Combine the general request template with the packet capture results, and then useparselParse the returned HTML fragment to get the complete crawling script:

import httpx
from parsel import Selector
import asyncio

# ---------------------- 配置参数 ----------------------
UID = "2830678474"          # 目标博主 ID
MAX_PAGE = 2                # 最大爬取页数
HEADERS = {
    "User-Agent": "Mozilla/5.0 (iPhone; CPU iPhone OS 16_6 like Mac OS X) AppleWebKit/605.1.15 (KHTML, like Gecko) Version/16.6 Mobile/15E148 Safari/604.1",
    "X-Requested-With": "XMLHttpRequest",
    "Referer": f"https://m.weibo.cn/u/{UID}",
}

# ---------------------- 核心函数 ----------------------
async def fetch_weibo_page(uid: str, page: int = 1):
    """爬取单页微博数据"""
    async with httpx.AsyncClient(http2=True, follow_redirects=True) as client:
        try:
            resp = await client.get(
                url="https://m.weibo.cn/api/feed/profile",
                params={"uid": uid, "page": page},
                headers=HEADERS,
                timeout=10.0
            )
            resp.raise_for_status()
            return resp.json()
        except Exception as e:
            print(f"第{page}页爬取失败:{e}")
            return None

def parse_weibo_html(html: str):
    """解析微博 HTML 片段,提取有用信息"""
    selector = Selector(text=html)
    weibo_list = []
    # 遍历每个微博卡片
    for card in selector.css(".card-wrap"):
        # 过滤掉广告卡片(包含 mblog-tag--ad 类名)
        if card.css(".mblog-tag--ad"):
            continue
        weibo_list.append({
            "微博ID": card.css(".card::attr(mid)").get(),
            "发布时间": card.css(".time::text").get(),
            "微博正文": "".join(card.css(".weibo-text::text, .weibo-text a::text").getall()).strip(),
            "点赞数": card.css(".like-count::text").get("0"),
            "评论数": card.css(".comment-count::text").get("0"),
            "转发数": card.css(".repost-count::text").get("0"),
        })
    return weibo_list

async def main():
    """主函数:多页爬取"""
    all_weibos = []
    for page in range(1, MAX_PAGE + 1):
        print(f"正在爬取第{page}页...")
        data = await fetch_weibo_page(UID, page)
        if not data or not data.get("data", {}).get("cards"):
            print(f"第{page}页没有数据,停止爬取")
            break
        # 2023 年 12 月时,接口返回的 cards 中第一个元素是置顶微博(isTop:1),后续才是普通微博
        # 这里把所有卡片中的 HTML 片段拼接起来,统一解析
        full_html = "".join([
            card.get("mblog", {}).get("text", "")
            for card in data["data"]["cards"]
            if card.get("mblog")
        ])
        page_weibos = parse_weibo_html(full_html)
        all_weibos.extend(page_weibos)
        # 加上 3 秒延迟,避免请求过快被封
        await asyncio.sleep(3)

    # 打印最终结果
    print(f"\n爬取完成,共获取 {len(all_weibos)} 条有效微博:")
    for idx, weibo in enumerate(all_weibos, 1):
        print(f"\n【第{idx}条】")
        for key, value in weibo.items():
            print(f"{key}{value}")

if __name__ == "__main__":
    asyncio.run(main())

The technology itself is neutral, but those who use the technology must abide by the rules, otherwise serious legal risks may arise.

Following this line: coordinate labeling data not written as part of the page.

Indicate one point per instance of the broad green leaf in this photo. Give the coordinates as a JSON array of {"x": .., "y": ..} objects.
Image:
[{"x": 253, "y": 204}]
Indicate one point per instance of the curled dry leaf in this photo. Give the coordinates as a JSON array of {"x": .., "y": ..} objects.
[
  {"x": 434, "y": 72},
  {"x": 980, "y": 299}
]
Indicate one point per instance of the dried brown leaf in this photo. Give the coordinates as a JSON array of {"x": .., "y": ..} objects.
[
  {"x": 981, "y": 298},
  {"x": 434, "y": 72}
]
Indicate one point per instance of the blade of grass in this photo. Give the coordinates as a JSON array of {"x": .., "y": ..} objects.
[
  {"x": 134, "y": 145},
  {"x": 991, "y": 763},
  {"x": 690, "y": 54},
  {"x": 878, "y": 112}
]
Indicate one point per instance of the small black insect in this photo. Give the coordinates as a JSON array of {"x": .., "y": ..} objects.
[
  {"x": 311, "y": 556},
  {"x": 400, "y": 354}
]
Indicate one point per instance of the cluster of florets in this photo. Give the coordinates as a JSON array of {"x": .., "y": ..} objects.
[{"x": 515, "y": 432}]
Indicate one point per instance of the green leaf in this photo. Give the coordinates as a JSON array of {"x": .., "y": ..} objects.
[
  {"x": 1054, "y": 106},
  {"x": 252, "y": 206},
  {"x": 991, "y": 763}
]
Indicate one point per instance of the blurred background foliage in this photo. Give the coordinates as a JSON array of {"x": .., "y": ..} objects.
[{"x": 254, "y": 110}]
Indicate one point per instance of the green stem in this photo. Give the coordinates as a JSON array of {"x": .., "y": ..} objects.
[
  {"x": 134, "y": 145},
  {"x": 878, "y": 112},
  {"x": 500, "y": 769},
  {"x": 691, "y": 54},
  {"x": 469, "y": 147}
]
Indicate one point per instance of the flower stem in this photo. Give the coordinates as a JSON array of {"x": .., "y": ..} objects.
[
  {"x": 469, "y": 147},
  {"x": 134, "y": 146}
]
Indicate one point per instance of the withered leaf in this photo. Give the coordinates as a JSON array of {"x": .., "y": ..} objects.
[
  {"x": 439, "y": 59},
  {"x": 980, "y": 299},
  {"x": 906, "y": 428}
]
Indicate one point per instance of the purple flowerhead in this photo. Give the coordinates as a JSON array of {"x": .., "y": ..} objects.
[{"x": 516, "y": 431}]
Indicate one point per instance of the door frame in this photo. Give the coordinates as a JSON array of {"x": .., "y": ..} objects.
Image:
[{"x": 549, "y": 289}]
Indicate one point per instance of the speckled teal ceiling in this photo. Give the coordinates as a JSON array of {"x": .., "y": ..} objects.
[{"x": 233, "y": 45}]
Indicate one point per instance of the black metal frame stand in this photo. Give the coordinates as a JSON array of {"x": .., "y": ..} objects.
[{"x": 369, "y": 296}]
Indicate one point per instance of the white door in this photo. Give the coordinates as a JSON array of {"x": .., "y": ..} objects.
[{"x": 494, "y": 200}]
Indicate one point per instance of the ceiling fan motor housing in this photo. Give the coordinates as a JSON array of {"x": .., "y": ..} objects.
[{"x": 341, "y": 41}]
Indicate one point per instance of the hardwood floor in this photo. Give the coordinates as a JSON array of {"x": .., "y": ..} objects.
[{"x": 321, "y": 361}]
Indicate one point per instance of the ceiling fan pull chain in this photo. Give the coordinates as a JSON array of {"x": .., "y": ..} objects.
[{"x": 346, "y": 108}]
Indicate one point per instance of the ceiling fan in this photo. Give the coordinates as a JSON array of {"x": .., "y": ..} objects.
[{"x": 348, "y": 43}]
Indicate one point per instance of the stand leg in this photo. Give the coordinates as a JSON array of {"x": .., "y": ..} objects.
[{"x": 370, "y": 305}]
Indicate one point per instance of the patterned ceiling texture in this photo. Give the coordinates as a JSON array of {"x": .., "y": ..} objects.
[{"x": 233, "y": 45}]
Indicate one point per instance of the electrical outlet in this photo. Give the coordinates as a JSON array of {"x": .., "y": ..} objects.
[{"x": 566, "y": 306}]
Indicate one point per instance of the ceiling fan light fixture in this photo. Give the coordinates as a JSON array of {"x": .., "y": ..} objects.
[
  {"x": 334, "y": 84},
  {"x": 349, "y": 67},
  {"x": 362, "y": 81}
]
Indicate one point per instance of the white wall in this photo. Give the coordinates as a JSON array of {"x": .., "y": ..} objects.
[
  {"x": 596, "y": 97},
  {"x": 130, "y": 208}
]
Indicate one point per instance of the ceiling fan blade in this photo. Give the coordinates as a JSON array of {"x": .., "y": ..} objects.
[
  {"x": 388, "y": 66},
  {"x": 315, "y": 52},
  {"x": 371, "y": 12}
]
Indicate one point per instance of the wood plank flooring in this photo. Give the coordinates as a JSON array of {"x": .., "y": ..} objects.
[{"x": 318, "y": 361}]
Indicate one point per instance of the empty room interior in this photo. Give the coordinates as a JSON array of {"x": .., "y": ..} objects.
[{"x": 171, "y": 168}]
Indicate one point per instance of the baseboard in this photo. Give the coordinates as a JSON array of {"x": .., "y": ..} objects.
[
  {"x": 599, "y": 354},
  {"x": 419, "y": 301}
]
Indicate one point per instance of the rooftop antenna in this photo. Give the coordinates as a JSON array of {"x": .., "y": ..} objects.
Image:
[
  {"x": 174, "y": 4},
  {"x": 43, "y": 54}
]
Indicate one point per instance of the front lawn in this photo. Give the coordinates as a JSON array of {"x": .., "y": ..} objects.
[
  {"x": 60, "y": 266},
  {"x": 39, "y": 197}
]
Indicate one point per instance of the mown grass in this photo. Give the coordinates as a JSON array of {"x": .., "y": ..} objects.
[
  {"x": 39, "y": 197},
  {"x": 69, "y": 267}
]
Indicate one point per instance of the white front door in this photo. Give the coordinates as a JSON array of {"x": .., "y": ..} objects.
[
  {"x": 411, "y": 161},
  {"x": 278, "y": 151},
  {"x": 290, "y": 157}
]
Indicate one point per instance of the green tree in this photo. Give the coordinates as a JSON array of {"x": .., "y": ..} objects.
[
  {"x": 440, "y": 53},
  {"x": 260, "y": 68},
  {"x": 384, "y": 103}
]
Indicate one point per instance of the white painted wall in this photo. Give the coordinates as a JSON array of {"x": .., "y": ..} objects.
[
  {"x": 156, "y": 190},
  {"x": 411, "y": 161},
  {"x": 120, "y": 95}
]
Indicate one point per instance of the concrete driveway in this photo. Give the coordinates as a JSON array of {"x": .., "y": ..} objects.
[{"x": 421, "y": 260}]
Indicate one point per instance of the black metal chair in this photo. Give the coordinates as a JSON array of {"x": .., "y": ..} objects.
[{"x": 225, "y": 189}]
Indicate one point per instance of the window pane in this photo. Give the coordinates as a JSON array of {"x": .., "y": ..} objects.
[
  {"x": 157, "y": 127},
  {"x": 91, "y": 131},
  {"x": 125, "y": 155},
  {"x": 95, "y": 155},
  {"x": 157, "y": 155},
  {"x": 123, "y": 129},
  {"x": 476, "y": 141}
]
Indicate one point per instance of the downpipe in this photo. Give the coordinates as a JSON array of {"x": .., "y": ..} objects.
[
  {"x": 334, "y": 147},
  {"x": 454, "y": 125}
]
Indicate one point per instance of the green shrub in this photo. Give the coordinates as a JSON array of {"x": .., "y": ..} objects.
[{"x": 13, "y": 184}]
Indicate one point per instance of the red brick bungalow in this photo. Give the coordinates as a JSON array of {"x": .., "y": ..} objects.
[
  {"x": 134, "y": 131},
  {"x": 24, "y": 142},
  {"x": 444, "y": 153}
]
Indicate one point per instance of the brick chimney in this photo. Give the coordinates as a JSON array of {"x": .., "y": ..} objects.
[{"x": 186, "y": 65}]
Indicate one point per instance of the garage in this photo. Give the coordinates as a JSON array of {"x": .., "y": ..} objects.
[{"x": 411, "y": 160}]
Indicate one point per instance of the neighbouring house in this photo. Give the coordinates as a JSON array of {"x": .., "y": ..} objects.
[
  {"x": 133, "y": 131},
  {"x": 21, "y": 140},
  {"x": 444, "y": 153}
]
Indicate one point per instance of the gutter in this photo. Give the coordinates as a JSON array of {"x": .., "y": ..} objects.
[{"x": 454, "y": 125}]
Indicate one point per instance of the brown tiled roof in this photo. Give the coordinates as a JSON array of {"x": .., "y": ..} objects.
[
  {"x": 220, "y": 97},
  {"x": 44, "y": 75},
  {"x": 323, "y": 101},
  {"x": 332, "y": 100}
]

Please remember the following points:

  1. Comply with robots.txt: Visit the target website before crawlinghttps://域名/robots.txt, see if the path you want to access is explicitly prohibited.
  2. Set a reasonable crawl interval: It is recommended to at least3 秒 / 请求, do not put unnecessary pressure on the target server.
  3. Never crawl personal privacy data: such as mobile phone number, ID number, private friend circle or private Weibo, etc.
  4. Comply with relevant laws and regulations: When collecting data in China, you must comply with laws and regulations such as the Data Security Law, Personal Information Protection Law, and Cyber ​​Security Law.

Summarize

This tutorial takes you from scratch to complete the basics of modern Ajax crawling:

  1. Use developer tools to find hidden Ajax interfaces (Filter Fetch/XHR → View Preview)
  2. Complete simulation of browser requests (curl one-click conversion → Addhttp2=True
  3. Entry-level dynamic parameter response (use PyExecJS to execute front-end encryption logic)
  4. Abide by legal and moral red lines

If you encounter more complex anti-crawling methods in actual combat (such as TLS fingerprint recognition, WebAssembly encryption, behavioral verification codes, etc.), you can follow our subsequent advanced tutorials to overcome the problems step by step!